I had to laugh. Why is that we think that we, in the 00’s (sometimes called the naughties), we think we have the ‘right’ perspective on parenting. Don’t you think that in 20 years time someone will be making another TV show saying something like “in the 90’s they thought parenting was about …, in the naughties they thought …, but we now know ….”

Or to put it another way, do you think Dr Spock, or any parents who followed his method, ever sat down and said “we want to parent in a way that is relevant to this decade only. We know there is a right way to parent, but we aren’t interested in that, we are only interested in a parenting method for the 60’s.”

For those of you have seen the TV show you may think I am missing the point. I may be missing the point of the TV show, but I am seeking to make another, far more important point. All things are seen from a vantage point. Perhaps a historical vantage point, as in this case. Perhaps a social, an ethnic, a gender, a generational, or from within a worldview vantage. Everything we see, we are looking at from somewhere, and the place from where we look shapes what we see.

For some of us this is a scary thought – that there is no such thing as true ‘objectivity’. Nothing, not even ‘science’ which at times has claimed to be about ‘objective facts’ is truly objective. Others of us are saying – ‘tell me something new’. ‘Relativism’ in now the way we think. Much ink has been spilt over this topic, some of it helpfully. But let’s not go there.

What was so amazing about the TV add was that it began by acknowledging the ‘contingency’ of knowledge (it depends on where you look from). Then it went on to suggest that the TV show could tell us the absolute truth about parenting. Who wrote that add, and what were they thinking?… Spock was influenced by his era, but we will tell you the timeless truth!

And yet we do the same all the time don’t we. In Australia we have this way of looking down our noses back at the ‘wisdom’ of the previous generations and seeing that their ‘truths’ were little more than projections of their era. We know better now. We know better than to think that smacking is effective discipline; that rote learning is effective; that strangers are the greatest danger; that homosexuality is evil; that immigrants take our jobs and don’t assimilate; that Islam is a false religion; that environmentalists are scare mongers and so on. We know better now.

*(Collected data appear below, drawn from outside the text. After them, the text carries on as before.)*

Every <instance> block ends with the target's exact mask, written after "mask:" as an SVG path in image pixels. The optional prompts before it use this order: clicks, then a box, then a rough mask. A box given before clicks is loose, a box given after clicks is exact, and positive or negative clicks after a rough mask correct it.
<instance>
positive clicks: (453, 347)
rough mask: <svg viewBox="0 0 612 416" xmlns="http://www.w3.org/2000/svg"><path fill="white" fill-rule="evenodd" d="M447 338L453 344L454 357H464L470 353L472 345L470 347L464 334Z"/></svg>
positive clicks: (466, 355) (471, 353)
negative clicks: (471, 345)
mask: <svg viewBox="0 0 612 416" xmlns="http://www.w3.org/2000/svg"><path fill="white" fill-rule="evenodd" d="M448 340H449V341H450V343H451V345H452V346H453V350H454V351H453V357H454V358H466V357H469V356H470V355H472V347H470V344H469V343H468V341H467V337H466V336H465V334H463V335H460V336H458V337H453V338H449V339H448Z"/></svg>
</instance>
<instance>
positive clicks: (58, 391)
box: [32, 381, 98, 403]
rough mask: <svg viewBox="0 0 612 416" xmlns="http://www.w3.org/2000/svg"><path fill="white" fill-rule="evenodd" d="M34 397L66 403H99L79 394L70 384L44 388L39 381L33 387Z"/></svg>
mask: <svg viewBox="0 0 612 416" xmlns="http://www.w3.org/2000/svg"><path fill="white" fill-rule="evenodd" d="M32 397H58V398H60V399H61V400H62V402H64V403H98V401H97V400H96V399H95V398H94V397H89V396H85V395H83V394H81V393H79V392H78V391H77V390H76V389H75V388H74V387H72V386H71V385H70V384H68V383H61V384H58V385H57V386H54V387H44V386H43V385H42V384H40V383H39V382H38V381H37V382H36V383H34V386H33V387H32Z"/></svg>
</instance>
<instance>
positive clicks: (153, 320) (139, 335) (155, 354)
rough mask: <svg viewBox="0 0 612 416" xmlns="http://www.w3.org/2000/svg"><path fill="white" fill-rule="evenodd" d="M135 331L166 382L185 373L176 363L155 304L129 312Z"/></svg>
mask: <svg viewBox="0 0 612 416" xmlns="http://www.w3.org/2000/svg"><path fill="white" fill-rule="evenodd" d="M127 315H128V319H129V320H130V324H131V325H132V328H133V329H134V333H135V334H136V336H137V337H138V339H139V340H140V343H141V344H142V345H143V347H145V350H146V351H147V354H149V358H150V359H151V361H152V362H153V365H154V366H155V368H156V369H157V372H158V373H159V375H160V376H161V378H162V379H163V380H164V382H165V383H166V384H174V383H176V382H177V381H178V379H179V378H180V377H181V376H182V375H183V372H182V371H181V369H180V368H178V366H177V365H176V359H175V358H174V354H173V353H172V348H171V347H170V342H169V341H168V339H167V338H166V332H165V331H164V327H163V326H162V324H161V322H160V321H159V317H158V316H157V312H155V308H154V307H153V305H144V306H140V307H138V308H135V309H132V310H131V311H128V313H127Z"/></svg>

Do we? …How? …Why? …On what grounds? I think it’s fair say that the above views are widely accepted, they are the ‘new orthodoxy’ if not ‘universal’. But how did they become so? Some came as a result of science we may say. We can prove green house gases have risen and track the correlation to global warming and the El Niño effect for example. Yes, we can, but this science, and all science takes place from a vantage point. Personally I am convinced that our current rates of growing emissions are problematic, and we need to act. But I am also aware that our science, our educational research, our economic modelling, our ethical reflections and so on all take place from a vantage point.

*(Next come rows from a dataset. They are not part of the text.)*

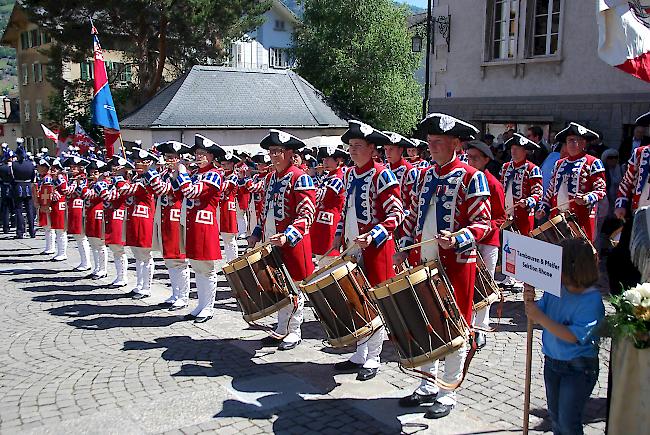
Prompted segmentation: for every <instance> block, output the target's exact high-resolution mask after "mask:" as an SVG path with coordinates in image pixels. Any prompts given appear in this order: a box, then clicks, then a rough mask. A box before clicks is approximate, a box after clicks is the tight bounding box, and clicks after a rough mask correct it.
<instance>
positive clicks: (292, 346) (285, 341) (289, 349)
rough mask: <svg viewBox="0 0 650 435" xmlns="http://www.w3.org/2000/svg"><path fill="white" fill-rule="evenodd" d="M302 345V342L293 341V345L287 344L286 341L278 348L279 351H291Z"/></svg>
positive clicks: (281, 344) (292, 343) (280, 344)
mask: <svg viewBox="0 0 650 435" xmlns="http://www.w3.org/2000/svg"><path fill="white" fill-rule="evenodd" d="M300 343H302V340H298V341H293V342H291V343H287V342H286V341H283V342H282V343H280V345H279V346H278V350H291V349H293V348H295V347H296V346H298V345H299V344H300Z"/></svg>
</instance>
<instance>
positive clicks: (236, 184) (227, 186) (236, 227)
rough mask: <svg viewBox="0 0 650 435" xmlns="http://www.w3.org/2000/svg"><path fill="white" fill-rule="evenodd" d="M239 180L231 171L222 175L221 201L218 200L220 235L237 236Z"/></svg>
mask: <svg viewBox="0 0 650 435" xmlns="http://www.w3.org/2000/svg"><path fill="white" fill-rule="evenodd" d="M238 182H239V180H238V179H237V175H236V174H235V173H234V172H233V171H228V172H226V173H224V175H223V184H222V189H221V199H220V200H219V228H220V229H221V232H222V233H228V234H237V233H238V230H237V191H238V190H239V184H238Z"/></svg>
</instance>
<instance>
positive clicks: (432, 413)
mask: <svg viewBox="0 0 650 435" xmlns="http://www.w3.org/2000/svg"><path fill="white" fill-rule="evenodd" d="M452 409H454V407H453V406H452V405H443V404H442V403H440V402H435V403H434V404H433V405H431V406H430V407H429V409H427V412H426V413H425V414H424V418H433V419H436V418H442V417H446V416H448V415H449V413H450V412H451V410H452Z"/></svg>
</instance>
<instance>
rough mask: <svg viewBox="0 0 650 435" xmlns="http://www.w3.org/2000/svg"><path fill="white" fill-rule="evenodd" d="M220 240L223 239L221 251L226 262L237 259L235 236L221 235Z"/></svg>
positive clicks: (235, 237) (222, 234)
mask: <svg viewBox="0 0 650 435" xmlns="http://www.w3.org/2000/svg"><path fill="white" fill-rule="evenodd" d="M221 238H222V239H223V248H224V249H223V250H224V257H226V261H232V260H234V259H235V258H237V257H238V252H237V234H231V233H221Z"/></svg>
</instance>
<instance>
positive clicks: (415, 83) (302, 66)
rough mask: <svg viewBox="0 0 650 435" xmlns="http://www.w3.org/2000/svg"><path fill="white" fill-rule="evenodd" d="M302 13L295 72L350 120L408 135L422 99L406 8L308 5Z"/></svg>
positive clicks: (349, 5)
mask: <svg viewBox="0 0 650 435" xmlns="http://www.w3.org/2000/svg"><path fill="white" fill-rule="evenodd" d="M304 7H305V13H304V19H303V23H302V25H301V26H300V27H299V28H298V29H297V31H296V33H295V36H294V38H295V41H294V45H295V47H294V55H295V57H296V60H297V64H298V67H297V72H298V73H299V74H300V75H301V76H303V77H304V78H305V79H307V80H308V81H309V82H310V83H312V84H313V85H314V86H315V87H316V88H318V89H320V90H321V91H322V92H323V93H324V94H325V95H326V96H328V97H329V98H331V99H332V100H333V101H334V102H335V103H336V104H338V105H339V106H340V107H341V108H343V109H345V110H346V111H347V112H348V113H350V114H351V115H353V116H356V117H358V118H360V119H362V120H364V121H365V122H368V123H370V124H372V125H373V126H375V127H376V128H380V129H384V130H391V131H396V132H401V133H403V134H410V133H411V132H412V130H413V128H414V127H415V125H416V122H417V121H418V119H419V114H420V107H421V96H420V86H419V84H418V83H417V81H416V80H415V78H414V73H415V71H416V70H417V69H418V67H419V65H420V55H419V54H418V53H413V52H412V51H411V35H410V34H409V31H408V24H407V21H406V17H407V15H408V14H409V11H408V8H407V7H405V6H404V5H402V6H396V5H395V4H394V3H393V2H392V1H391V0H304Z"/></svg>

So what do we do? Doubt everything, become a sceptic? You could, but it is not a way forward. Scepticism may be helpful in showing you the flaws of others, but it contains the assumption that via a method of doubting and questioning everything, we will be able to do away with our constructs and be left with the bare essentials. We can then build the house of knowledge upon a firm foundation. Descartes tried this. I think therefore I am. The problem is, it was Descartes who was thinking. Therefore everything Descartes through remained a construct of Descartes. Scepticism will not build you a secure house if knowledge. So what will?

Faith. Faith? Isn’t faith the opposite of knowledge I hear you ask? What about Galileo and the earth centric Pope? Sorry, but that is such a 19th and early 20th Century view of faith and knowledge. As far as theories of knowledge go – the consensus is now that all knowledge is built upon a set of previously constructed assumptions – upon faith. And by the way, most 16-18 Century scientists were Christians, people of faith. Pope Urban VIII holds the minority view.

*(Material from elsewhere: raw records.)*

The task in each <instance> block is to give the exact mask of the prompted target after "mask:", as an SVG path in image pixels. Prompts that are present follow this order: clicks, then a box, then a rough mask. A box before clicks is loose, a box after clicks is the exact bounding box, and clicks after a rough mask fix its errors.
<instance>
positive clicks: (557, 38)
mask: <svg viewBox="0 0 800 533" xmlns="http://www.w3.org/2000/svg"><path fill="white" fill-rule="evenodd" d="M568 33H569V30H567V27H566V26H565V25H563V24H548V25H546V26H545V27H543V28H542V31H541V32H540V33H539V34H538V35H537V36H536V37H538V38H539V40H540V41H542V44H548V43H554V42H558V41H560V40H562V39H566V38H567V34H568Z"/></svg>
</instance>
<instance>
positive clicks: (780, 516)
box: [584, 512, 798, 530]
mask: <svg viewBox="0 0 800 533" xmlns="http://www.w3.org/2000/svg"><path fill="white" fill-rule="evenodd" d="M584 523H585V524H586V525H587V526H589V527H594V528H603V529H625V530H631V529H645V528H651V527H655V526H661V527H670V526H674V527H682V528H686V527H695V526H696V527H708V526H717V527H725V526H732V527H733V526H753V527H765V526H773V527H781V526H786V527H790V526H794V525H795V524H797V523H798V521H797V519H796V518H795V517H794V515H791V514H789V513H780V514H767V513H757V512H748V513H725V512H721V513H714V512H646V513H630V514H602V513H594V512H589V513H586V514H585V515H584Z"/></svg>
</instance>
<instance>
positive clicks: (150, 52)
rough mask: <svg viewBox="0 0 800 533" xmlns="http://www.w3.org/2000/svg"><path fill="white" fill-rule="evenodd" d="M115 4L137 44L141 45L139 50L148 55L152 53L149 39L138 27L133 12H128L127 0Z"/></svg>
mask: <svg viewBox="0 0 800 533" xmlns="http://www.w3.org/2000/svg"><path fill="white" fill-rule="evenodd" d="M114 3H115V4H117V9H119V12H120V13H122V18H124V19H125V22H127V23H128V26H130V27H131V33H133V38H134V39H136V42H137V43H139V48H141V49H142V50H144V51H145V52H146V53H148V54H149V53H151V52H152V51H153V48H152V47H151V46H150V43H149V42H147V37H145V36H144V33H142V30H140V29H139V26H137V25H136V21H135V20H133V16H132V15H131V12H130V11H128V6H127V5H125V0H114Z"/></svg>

Anyway, if all knowledge is built upon what we might broadly call a ‘faith’, a worldview, a set of assumptions – then I want to say not all faiths are the same. Galileo was right, and the Pope was wrong. Galileo’s assumptions have proven to be more consistent and coherent with other things we have observed and ‘discovered’.

The implications of this are many and profound. I will simply tease out two. Whatever you think you know – some of it is simply the result of where you are looking from and the general consensus about what you see when you discuss it with those standing next to you. Second, if you want to understand another faith, you need to go and look at it from the inside out, and not from the outside in. Go and discuss what it looks like with the people who are standing in it, not with the people standing next to you.

Who knows – you might discover something of the truth God meant when he said ‘taste and see that the Lord is good.’